Detection and quantitation of two cucurbit criniviruses in mixed infection by real-time RT-PCR

• Published in: Journal of virological methods Vol. 193; no. 2; pp. 320 - 326
• Main Authors: Abrahamian, Peter E., Seblani, Rewa, Sobh, Hana, Abou-Jawdah, Yusuf
• Format: Journal Article
• Language: English
• Published: Netherlands Elsevier B.V 01.11.2013
• Subjects: CCYV; Coinfection - virology; Crinivirus - classification; Crinivirus - genetics; Crinivirus - isolation & purification; crops; Cucurbit chlorotic yellows virus; Cucurbit yellow stunting disorder virus; Cucurbita - virology; Cucurbitaceae; CYSDV; DNA Primers - genetics; genes; greenhouses; heat-shock protein 70; HSP70 Heat-Shock Proteins - genetics; mixed infection; Multiplex detection; Multiplex Polymerase Chain Reaction - methods; Oligonucleotide Probes - genetics; Plant Diseases - virology; quantitative polymerase chain reaction; Real-Time Polymerase Chain Reaction - methods; reverse transcriptase polymerase chain reaction; Reverse Transcriptase Polymerase Chain Reaction - methods; RT-qPCR; screening; Sensitivity and Specificity; viral load; Viral Proteins - genetics; viruses; Cucurbit yellow stunting disorder virus; Cucurbit chlorotic yellows virus; CCYV; RT-qPCR; CYSDV; Multiplex detection
• ISSN: 0166-0934; 1879-0984
• DOI: 10.1016/j.jviromet.2013.06.004

•Multiplex RT-PCR was developed to differentiate between CCYV and CYSDV in mixed infection.•RT-qPCR assay was developed for specific detection of CCYV and CYSDV.•RT-qPCR was 100–1000 times more sensitive than RT-PCR.•An internal plant gene was used for normalization in quantitation of both viruses in mixed infection.

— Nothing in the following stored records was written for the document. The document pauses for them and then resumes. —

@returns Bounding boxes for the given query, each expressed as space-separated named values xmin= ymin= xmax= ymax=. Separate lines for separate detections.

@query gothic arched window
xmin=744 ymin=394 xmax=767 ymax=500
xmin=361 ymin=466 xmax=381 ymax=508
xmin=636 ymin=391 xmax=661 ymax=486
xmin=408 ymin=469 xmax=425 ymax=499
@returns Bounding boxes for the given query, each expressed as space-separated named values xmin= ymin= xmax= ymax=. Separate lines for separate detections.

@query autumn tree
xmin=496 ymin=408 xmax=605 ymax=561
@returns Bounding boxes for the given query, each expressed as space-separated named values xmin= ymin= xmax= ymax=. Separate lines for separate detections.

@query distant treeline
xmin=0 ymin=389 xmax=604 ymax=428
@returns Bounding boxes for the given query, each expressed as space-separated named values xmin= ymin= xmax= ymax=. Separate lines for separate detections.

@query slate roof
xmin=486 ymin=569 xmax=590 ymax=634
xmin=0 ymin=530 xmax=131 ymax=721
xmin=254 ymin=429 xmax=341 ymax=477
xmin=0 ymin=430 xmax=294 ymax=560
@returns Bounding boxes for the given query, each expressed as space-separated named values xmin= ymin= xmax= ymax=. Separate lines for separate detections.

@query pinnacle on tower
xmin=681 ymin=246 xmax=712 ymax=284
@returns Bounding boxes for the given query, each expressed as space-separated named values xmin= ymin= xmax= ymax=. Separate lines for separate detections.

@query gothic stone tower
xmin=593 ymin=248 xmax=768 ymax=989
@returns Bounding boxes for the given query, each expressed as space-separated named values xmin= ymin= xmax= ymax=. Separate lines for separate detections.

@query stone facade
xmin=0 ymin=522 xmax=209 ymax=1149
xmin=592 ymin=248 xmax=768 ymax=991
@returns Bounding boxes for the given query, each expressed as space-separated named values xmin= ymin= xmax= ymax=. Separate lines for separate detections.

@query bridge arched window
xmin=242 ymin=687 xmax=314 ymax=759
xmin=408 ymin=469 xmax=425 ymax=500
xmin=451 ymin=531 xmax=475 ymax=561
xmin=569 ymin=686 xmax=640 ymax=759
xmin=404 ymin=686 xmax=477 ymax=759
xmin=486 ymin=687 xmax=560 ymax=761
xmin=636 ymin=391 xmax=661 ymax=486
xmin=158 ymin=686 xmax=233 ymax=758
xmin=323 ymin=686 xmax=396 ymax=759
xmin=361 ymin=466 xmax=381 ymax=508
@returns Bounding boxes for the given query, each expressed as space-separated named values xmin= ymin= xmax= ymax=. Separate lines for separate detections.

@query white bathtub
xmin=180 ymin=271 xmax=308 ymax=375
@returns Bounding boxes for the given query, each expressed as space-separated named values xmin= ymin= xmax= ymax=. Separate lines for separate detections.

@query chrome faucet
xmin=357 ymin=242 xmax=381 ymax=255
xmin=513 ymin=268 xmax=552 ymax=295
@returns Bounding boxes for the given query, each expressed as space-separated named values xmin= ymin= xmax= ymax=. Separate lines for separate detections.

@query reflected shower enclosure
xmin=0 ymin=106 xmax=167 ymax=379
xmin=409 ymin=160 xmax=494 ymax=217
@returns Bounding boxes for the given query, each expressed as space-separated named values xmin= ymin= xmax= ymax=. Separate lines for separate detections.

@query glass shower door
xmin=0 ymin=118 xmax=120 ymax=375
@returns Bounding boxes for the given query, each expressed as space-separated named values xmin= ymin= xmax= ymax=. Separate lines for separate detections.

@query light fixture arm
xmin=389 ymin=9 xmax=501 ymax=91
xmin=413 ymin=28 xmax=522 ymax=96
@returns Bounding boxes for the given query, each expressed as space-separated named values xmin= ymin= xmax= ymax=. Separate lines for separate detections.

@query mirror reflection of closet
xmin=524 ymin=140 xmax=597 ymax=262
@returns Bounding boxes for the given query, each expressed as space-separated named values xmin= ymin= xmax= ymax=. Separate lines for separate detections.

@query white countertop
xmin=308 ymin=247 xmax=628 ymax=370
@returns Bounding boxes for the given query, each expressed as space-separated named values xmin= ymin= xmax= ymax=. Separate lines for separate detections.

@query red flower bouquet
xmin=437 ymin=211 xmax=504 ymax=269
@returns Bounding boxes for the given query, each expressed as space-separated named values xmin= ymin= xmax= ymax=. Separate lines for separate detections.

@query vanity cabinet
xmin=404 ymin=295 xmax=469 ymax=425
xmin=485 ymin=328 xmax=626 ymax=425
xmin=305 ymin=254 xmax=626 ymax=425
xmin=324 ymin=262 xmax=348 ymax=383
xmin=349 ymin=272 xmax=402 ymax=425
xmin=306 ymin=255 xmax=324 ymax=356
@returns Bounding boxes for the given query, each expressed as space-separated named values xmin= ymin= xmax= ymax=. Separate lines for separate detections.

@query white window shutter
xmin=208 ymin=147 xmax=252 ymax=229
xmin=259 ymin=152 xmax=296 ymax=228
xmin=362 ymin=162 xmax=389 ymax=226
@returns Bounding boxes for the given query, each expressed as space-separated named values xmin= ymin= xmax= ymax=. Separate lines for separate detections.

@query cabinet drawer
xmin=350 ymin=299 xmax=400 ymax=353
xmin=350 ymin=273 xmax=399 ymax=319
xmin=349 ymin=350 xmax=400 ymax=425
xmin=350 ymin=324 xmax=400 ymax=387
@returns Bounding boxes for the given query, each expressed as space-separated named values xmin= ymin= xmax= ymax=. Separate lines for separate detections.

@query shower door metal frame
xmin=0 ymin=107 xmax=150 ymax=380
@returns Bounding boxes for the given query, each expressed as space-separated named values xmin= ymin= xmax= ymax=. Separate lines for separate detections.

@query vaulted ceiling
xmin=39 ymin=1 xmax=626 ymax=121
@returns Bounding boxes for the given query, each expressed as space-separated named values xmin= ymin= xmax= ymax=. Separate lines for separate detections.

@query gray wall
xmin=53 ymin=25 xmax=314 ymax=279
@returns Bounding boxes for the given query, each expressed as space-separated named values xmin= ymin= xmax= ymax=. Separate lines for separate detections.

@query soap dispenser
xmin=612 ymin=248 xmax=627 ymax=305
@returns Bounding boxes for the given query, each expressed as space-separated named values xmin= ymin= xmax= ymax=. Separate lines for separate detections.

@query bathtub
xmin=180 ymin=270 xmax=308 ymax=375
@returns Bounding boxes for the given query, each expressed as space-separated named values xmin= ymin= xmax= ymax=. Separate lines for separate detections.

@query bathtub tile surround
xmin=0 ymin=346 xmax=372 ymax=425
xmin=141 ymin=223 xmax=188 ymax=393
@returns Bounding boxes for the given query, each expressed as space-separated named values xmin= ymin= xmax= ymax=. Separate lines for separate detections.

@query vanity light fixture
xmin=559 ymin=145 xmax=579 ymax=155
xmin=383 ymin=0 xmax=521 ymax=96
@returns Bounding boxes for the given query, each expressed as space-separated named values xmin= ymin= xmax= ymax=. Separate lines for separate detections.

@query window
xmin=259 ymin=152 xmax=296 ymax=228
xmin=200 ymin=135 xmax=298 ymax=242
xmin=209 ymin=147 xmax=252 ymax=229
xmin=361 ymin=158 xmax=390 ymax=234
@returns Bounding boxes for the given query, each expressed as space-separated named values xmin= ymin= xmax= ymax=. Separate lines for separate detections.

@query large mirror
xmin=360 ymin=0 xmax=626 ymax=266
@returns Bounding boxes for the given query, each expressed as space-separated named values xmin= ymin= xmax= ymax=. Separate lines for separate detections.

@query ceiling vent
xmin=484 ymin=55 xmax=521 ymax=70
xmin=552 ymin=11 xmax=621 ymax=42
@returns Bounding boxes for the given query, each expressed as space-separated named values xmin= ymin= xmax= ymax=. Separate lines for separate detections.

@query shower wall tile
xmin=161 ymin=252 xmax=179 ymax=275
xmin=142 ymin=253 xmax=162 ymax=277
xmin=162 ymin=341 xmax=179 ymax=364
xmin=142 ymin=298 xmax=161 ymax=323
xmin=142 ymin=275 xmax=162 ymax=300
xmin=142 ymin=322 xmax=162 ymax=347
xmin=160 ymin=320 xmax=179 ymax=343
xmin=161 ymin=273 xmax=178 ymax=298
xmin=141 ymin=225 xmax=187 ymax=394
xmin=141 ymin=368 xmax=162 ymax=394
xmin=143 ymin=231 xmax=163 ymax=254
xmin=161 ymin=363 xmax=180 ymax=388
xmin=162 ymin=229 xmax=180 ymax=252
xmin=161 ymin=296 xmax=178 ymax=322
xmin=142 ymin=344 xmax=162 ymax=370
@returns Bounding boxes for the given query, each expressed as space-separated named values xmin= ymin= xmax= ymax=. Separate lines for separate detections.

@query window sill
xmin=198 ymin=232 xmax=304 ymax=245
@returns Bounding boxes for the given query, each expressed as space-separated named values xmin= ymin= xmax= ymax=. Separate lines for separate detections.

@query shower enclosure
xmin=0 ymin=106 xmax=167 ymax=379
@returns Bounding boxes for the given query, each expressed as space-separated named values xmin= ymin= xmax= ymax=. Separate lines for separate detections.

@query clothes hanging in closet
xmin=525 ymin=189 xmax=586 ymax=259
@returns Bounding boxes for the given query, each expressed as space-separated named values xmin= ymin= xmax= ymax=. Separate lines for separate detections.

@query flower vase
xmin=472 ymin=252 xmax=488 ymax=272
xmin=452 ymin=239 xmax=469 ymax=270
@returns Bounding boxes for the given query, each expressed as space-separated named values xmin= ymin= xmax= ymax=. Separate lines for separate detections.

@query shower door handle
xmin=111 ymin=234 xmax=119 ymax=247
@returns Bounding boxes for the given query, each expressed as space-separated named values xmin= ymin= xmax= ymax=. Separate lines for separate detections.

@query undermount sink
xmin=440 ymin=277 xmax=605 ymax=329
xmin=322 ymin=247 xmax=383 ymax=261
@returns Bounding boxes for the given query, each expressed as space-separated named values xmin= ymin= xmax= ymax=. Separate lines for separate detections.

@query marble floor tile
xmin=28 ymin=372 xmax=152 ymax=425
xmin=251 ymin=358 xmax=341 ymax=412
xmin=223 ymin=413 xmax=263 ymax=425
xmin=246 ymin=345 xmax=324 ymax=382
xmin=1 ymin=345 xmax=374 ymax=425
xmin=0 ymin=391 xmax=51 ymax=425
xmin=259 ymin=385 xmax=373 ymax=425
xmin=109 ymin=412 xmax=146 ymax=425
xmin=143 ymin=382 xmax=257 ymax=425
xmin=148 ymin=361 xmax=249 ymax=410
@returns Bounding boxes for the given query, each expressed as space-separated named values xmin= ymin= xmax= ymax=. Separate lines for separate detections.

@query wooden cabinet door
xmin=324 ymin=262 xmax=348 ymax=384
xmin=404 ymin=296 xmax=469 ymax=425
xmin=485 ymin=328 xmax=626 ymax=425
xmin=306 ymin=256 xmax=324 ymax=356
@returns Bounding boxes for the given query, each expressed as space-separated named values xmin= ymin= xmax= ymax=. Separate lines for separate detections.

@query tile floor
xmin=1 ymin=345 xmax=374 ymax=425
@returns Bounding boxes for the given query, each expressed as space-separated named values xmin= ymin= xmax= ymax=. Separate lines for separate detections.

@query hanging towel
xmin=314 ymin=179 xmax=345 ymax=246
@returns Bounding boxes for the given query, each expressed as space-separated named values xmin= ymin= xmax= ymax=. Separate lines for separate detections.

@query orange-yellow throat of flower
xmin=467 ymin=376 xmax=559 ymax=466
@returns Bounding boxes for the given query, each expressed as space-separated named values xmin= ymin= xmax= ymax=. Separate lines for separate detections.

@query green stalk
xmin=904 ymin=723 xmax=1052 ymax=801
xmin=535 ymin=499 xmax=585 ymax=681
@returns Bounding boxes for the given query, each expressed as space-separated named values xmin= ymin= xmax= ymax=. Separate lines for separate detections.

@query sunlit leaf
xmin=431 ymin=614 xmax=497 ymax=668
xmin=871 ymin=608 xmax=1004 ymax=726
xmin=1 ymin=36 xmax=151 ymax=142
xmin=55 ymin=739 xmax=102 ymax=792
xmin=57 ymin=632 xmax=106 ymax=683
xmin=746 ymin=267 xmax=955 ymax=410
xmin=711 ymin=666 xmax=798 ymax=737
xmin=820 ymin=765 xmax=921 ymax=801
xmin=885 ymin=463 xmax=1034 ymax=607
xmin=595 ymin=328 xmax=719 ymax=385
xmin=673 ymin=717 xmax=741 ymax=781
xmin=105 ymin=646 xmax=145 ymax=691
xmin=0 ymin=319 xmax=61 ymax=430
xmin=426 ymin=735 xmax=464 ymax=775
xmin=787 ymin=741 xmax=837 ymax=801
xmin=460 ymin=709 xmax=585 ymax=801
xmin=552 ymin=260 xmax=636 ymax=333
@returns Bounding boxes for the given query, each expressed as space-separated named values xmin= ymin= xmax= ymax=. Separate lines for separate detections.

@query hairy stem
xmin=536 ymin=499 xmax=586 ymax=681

Cucurbit chlorotic yellows virus (CCYV) and Cucurbit yellow stunting disorder virus (CYSDV) are whitefly-transmitted criniviruses infecting cucurbit crops inducing similar symptoms. Single and multiplex RT-PCR protocols were developed and evaluated on cucurbit samples collected from commercial greenhouses. Primers and probes were designed from the highly conserved heat shock protein 70 homolog (Hsp70h) gene. Conventional RT-PCR and multiplex RT-PCR assays showed high specificity and suitability for routine screening. TaqMan-based quantitative real-time RT-PCR (RT-qPCR) protocols were also developed for the detection and quantitation of both viruses occurring in single or mixed infection. The assays proved to be highly specific with no cross amplification. RT-qPCR assays showed a 100–1000 times improved sensitivity over conventional RT-PCR. Virus titers in mixed infections were compared to singly infected plants by RT-qPCR. CYSDV and CCYV titers decreased in double infected plants. This paper reports highly specific conventional RT-PCR and quantitative real-time PCR assays for detection, quantitation and differentiation between two closely related cucurbit-infecting criniviruses.